Большинство очень неопределенно выражали свои политические симпатии. У Теренса был двоюродный брат в Колледже Иисуса, взъерошенный, ходивший в вельветовых штанах, который сочетал увлечение коммунизмом и библиографией. Сам Теренс в то время разделял революционные убеждения русских студентов домарксисткой поры. Но лишь единицы относились к этому серьезно; они, эти немногие, намеревались строить общественную карьеру и надеялись обратить на себя внимание партийных деятелей в Лондоне.
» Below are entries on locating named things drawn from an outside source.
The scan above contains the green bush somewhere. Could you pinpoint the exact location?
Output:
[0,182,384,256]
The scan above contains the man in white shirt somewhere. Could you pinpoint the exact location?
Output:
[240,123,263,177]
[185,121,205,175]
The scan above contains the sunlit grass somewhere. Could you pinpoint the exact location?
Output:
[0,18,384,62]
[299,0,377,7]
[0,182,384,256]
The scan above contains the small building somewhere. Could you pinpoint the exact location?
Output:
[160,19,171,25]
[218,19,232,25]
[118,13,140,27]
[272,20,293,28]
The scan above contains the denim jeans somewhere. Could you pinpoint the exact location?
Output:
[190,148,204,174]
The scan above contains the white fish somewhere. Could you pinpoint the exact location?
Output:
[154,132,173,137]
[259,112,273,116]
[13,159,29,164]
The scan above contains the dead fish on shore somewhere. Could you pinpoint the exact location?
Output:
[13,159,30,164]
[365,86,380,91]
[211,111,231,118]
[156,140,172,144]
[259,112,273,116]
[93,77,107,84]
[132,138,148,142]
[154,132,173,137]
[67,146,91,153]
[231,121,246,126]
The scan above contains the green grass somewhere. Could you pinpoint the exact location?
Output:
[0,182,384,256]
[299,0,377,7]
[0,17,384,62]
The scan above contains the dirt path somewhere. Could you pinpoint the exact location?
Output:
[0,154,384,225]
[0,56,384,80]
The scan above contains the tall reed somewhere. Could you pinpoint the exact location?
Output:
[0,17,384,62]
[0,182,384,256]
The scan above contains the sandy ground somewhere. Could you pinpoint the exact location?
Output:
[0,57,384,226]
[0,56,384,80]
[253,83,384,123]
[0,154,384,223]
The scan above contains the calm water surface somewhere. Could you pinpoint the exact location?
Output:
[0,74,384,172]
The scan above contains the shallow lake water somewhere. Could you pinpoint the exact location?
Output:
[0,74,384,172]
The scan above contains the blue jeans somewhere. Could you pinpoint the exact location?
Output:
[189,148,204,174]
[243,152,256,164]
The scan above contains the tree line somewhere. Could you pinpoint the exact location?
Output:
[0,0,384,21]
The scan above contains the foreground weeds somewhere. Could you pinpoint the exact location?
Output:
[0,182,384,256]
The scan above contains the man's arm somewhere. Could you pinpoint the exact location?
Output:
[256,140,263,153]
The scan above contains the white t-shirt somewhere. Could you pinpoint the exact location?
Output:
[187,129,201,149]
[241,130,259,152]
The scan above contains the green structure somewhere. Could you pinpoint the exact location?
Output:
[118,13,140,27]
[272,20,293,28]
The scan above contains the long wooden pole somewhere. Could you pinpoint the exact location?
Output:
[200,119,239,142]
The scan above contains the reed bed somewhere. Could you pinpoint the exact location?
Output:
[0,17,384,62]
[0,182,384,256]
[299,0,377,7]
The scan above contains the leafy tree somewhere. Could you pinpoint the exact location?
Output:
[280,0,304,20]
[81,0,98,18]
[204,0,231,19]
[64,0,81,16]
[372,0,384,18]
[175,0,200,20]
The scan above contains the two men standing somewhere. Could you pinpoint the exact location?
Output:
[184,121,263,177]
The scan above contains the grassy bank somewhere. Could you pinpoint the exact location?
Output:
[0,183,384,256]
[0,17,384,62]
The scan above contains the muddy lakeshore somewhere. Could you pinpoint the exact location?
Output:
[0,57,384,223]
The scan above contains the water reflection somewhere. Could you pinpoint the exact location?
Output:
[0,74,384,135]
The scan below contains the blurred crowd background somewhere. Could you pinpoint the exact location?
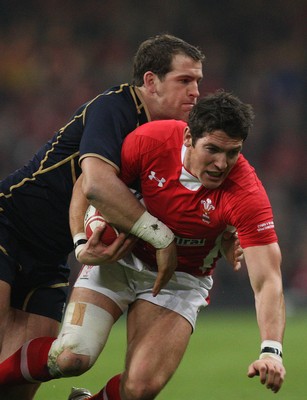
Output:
[0,0,307,311]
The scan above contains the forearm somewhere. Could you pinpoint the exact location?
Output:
[255,279,285,343]
[244,243,285,343]
[69,175,89,237]
[82,159,145,233]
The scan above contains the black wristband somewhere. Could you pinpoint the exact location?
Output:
[74,239,87,250]
[261,347,282,358]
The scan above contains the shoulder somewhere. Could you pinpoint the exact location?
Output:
[226,154,263,192]
[134,119,186,144]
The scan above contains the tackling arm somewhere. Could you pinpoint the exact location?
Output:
[244,243,285,392]
[81,157,177,295]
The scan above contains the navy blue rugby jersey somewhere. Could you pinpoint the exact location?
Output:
[0,84,149,262]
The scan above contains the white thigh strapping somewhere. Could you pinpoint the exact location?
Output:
[48,302,114,377]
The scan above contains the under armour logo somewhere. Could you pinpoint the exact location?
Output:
[148,171,166,187]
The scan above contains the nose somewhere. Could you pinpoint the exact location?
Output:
[214,152,228,171]
[189,81,200,98]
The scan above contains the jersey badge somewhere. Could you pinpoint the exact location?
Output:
[201,198,215,224]
[148,171,166,187]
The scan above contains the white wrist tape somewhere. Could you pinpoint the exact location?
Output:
[73,232,87,260]
[259,340,282,363]
[130,211,175,249]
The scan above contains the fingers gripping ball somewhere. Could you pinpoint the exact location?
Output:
[84,205,119,246]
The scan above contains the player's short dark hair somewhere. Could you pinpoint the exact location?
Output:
[132,34,205,86]
[188,90,254,145]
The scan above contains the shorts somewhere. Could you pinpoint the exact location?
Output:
[74,263,213,330]
[0,219,69,322]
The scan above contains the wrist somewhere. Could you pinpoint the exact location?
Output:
[73,232,87,260]
[130,211,175,249]
[259,340,283,363]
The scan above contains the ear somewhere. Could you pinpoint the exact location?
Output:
[143,71,157,93]
[183,126,192,147]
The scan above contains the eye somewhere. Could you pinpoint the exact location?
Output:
[228,149,241,158]
[206,146,218,154]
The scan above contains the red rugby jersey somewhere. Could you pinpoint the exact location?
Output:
[121,120,277,275]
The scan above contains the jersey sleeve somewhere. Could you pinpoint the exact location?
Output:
[227,177,278,248]
[120,131,144,185]
[80,90,137,168]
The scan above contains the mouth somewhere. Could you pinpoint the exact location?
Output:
[182,103,195,111]
[207,171,223,179]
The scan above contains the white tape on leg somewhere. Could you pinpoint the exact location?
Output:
[48,302,114,378]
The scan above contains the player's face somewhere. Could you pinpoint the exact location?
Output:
[184,127,243,189]
[152,54,203,121]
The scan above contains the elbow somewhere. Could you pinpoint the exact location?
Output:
[82,179,99,202]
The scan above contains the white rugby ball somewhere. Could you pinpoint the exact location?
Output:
[84,205,119,246]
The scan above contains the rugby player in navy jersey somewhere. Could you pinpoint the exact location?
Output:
[0,91,285,400]
[0,35,204,400]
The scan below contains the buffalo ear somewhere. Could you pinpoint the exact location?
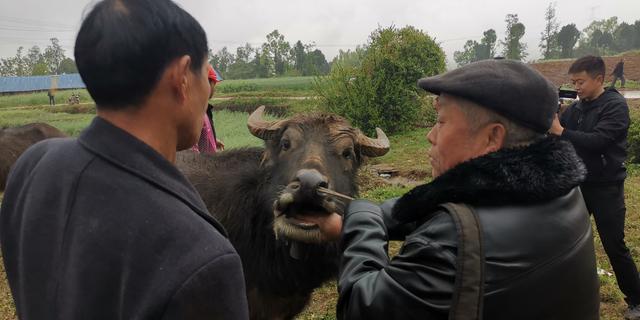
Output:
[358,128,390,158]
[247,106,286,140]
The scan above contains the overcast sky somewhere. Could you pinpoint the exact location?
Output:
[0,0,640,66]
Большинству же из нас куда интересней был вопрос переизбрания продажных членов парламента от города, чем то, кто унаследует пост премьер-министра.
В университетское Дискуссионное общество могло быть принято любое лицо мужского пола, позаботившееся внести небольшой вступительный взнос, и по этой причине оно было более космополитичным, чем другие клубы или общества. Студентов негров было очень мало, если они вообще были, но азиаты присутствовали в большом количестве, и их обычно называли «черными», даже если речь шла о светлых египтянах или темнокожих тамилах. В этом не было ни малейшей злобы, просто сии экзотические фигуры казались столь же абсурдными среди камней Оксфорда, как пьяные туристы в храмах и мечетях Востока; на презрение по отношению к кому-нибудь из них персонально не было и намека и тем более на враждебность. Это было бы так же неуместно, как обвинять этих убежденных вегетарианцев в каннибализме. Мы, возможно, как-то ненароком оскорбляли их чувства. Несомненно, единственный мой знакомый уроженец Востока, сингалезец Бандаранаике возвратился в Коломбо яростным антибританцем. (Это чувство не спасло его, и соотечественники расправились с ним, когда он лишился защиты британской короны.) В Дискуссионном обществе эти политики из стран, внезапно обретших независимость, чувствовали себя как дома и добавляли нашим дебатам ту страстность, которой им обычно не хватало.